Ethereum is aiming to reduce its energy use by 99.95 percent by 2022 through transitioning to an alternative validation system called proof of stake, as a few smaller cryptocurrencies have done. Proof of stake doesn’t require computational power to solve puzzles for the right to verify transactions. Rather it works like a lottery. To be considered, potential validators stake their Ethereum coins (ETH); the more they stake, the greater their chances of being selected randomly by the system to be the validator. Ethereum 2.0 will require participants to stake 32 ETH (each is worth about $3600 today) per validator opportunity, with multiples of 32 ETH for more chances. After a new block is accepted as accurate, validators will be rewarded with coins and keep the coins they staked.
The system ensures security because if validators cheat or accept false transactions in the block, they lose their stake and are banned from the network. When the price of ETH rises, stakes become more valuable, and thus network security increases, but the energy demands remain constant. Some worry, however, that proof of stake could give people with the most ETH more power, leading to a less decentralized system.
“Blockchain is a highly customizable and flexible technology,” said Farrokhnia. “You could design it in any shape or form that meets your objective.
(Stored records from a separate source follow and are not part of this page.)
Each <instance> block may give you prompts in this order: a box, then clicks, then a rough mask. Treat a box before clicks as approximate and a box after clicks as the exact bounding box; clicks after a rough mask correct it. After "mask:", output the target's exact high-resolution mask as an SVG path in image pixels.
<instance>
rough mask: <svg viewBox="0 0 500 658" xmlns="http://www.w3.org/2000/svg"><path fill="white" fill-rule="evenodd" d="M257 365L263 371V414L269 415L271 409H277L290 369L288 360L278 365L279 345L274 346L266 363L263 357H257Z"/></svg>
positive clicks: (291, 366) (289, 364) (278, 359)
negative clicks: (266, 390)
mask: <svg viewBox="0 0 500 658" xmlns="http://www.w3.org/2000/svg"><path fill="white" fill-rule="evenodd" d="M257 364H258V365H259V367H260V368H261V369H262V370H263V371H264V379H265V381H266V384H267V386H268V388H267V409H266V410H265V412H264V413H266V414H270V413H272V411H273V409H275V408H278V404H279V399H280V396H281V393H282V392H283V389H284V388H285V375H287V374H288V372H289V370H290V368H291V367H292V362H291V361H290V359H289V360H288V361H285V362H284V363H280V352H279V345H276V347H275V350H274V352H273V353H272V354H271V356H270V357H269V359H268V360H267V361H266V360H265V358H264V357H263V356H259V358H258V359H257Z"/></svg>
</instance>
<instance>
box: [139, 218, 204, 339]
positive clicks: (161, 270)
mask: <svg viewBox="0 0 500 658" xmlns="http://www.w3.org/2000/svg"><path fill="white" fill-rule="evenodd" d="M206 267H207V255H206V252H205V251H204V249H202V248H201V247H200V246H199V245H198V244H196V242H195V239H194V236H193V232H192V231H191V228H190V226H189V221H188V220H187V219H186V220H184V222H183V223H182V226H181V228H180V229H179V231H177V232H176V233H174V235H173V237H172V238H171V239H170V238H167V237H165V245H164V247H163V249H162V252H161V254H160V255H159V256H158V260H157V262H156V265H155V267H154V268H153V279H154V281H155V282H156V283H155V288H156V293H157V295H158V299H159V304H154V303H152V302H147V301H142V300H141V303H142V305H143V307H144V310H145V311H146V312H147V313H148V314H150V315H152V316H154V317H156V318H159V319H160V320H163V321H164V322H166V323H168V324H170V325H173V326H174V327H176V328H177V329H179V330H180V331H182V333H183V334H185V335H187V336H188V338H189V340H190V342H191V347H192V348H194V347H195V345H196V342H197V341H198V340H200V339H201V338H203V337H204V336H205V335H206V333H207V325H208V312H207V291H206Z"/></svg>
So, for example, another proof of consensus mechanism is called proof of reputation: the more reputable you are, the more votes you have in validating things.” The proof of authority system relies on reputation and trustworthiness; blocks and transactions are verified by pre-approved participants who must reveal their true identities. A few cryptocurrencies use proof of coverage that requires miners to provide a service—for example, hosting a router in their home to expand the network.
Other ideas for greening cryptocurrencies involve moving bitcoin operations next to oil fields where they tap waste methane gas that’s usually flared, pipe it to generators and use the power for bitcoin mining. Some bitcoin mining is planned for West Texas where wind power is abundant. Because there is sometimes more wind power than transmission lines can handle, bitcoin mining situated near wind farms can use their excess energy.
Farrokhnia said that while these ideas are theoretically possible, they may not be pragmatic. “Each of these ideas requires very high upfront capital expenditures,” he said. “And we know that interest in mining is predicated on the price of bitcoin itself, so you could have all sorts of truly expensive solutions that would aim to be more energy efficient, but as soon as the price of bitcoin were to drop below a certain threshold, all these projects would be [cancelled] because they’re just not financially feasible. Who in reality would make those investments given the volatility in price of bitcoin and the uncertainty about the future of it?”
Farrokhnia’s hope for greener cryptocurrency lies in its evolution. He believes that cryptocurrencies cannot ignore environmental considerations if they want to gain wider adoption, and that newer and greener cryptocurrencies will eventually eclipse Bitcoin.
“There’s a new generation of crypto coming on board,” Farrokhnia said. “They are going to move away from proof of work for a number of reasons, one of which is the environmental impact, because most of these are being created by young programmers. They’re certainly more environmentally conscious, and hopefully, they understand the impact of the work beyond whatever they’re building and will take into account the complexity of today’s world.”